Reading from Teradata using Teradata.sql#

Teradata.sql allows passing custom SQL query, but does not support incremental strategies.

Warning

Statement is executed in read-write connection, so if you’re calling some functions/procedures with DDL/DML statements inside, they can change data in your database.

Syntax support#

Only queries with the following syntax are supported:

  • ✅︎ SELECT ... FROM ...

  • ✅︎ WITH alias AS (...) SELECT ...

  • SHOW ...

  • SET ...; SELECT ...; - multiple statements not supported

Examples#

from onetl.connection import Teradata

teradata = Teradata(...)
df = teradata.sql(
    """
    SELECT
        id,
        key,
        CAST(value AS VARCHAR) AS value,
        updated_at,
        HASHAMP(HASHBUCKET(HASHROW(id))) MOD 10 AS part_column
    FROM
        database.mytable
    WHERE
        key = 'something'
    """,
    options=Teradata.ReadOptions(
        partition_column="part_column",
        num_partitions=10,
        lower_bound=0,
        upper_bound=9,
    ),
)

Recommendations#

Select only required columns#

Instead of passing SELECT * FROM ... prefer passing exact column names SELECT col1, col2, .... This reduces the amount of data passed from Teradata to Spark.
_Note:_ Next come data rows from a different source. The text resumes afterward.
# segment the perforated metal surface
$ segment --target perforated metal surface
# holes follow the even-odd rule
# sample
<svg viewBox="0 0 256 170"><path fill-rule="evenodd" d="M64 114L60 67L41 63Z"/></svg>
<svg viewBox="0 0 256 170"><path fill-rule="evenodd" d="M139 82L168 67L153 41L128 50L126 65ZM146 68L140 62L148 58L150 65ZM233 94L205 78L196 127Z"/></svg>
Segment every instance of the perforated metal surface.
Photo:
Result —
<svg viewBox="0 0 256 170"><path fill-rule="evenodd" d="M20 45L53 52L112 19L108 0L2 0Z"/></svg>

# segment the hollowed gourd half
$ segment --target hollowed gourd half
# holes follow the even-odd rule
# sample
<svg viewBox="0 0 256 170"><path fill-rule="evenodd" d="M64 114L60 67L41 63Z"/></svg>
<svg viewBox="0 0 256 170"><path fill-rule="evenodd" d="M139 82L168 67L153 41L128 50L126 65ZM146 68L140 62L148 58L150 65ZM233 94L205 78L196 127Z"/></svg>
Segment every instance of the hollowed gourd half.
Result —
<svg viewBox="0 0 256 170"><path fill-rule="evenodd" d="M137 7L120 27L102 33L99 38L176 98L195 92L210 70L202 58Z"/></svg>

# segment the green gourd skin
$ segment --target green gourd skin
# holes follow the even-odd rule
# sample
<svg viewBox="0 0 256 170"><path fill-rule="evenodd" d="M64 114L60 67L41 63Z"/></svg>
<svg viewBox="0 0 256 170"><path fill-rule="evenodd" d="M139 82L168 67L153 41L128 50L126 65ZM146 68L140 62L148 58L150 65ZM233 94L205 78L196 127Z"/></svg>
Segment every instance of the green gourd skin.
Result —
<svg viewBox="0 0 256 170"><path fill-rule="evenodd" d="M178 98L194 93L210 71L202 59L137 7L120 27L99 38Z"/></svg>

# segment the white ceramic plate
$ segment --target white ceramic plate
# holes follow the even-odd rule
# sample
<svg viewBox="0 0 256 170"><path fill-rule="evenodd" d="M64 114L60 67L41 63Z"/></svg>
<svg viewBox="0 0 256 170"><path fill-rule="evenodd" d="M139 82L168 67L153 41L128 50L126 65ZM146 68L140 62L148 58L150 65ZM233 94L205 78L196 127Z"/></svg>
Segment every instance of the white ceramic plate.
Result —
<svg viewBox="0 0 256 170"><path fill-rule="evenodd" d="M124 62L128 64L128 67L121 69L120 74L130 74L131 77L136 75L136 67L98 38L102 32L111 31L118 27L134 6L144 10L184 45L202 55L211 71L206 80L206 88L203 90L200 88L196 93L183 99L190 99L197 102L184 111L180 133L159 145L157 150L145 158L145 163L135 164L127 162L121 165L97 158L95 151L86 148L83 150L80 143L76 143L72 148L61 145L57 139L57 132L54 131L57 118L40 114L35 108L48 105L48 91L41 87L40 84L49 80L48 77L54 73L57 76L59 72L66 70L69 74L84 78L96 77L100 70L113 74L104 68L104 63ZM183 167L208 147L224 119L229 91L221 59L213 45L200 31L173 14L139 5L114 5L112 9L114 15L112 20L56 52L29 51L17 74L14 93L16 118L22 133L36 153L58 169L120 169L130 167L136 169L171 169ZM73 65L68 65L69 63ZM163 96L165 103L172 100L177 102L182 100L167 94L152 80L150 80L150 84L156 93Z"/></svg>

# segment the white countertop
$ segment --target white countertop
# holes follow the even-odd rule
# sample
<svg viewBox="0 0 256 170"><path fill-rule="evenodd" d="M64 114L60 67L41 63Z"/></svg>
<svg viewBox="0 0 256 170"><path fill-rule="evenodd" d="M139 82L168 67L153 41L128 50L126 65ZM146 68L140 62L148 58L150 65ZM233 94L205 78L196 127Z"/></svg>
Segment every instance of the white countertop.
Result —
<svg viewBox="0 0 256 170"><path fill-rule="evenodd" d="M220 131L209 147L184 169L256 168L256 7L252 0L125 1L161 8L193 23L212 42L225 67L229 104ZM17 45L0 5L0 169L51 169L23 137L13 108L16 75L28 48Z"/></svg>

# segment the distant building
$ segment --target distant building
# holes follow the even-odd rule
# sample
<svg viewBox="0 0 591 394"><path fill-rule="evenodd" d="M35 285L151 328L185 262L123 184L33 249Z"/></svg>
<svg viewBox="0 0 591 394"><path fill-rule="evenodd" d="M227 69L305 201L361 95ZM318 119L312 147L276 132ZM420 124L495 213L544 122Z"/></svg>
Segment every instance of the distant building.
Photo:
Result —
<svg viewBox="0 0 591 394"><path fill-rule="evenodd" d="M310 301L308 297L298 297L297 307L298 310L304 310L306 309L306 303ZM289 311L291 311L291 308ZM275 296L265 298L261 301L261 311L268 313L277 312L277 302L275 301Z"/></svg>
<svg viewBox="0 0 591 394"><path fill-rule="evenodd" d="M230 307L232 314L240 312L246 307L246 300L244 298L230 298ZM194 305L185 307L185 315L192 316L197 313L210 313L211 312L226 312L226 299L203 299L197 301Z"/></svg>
Pay attention to where value#

Instead of filtering data on Spark side using df.filter(df.column == 'value') pass proper WHERE column = 'value' clause. This both reduces the amount of data send from Teradata to Spark, and may also improve performance of the query. Especially if there are indexes or partitions for columns used in where clause.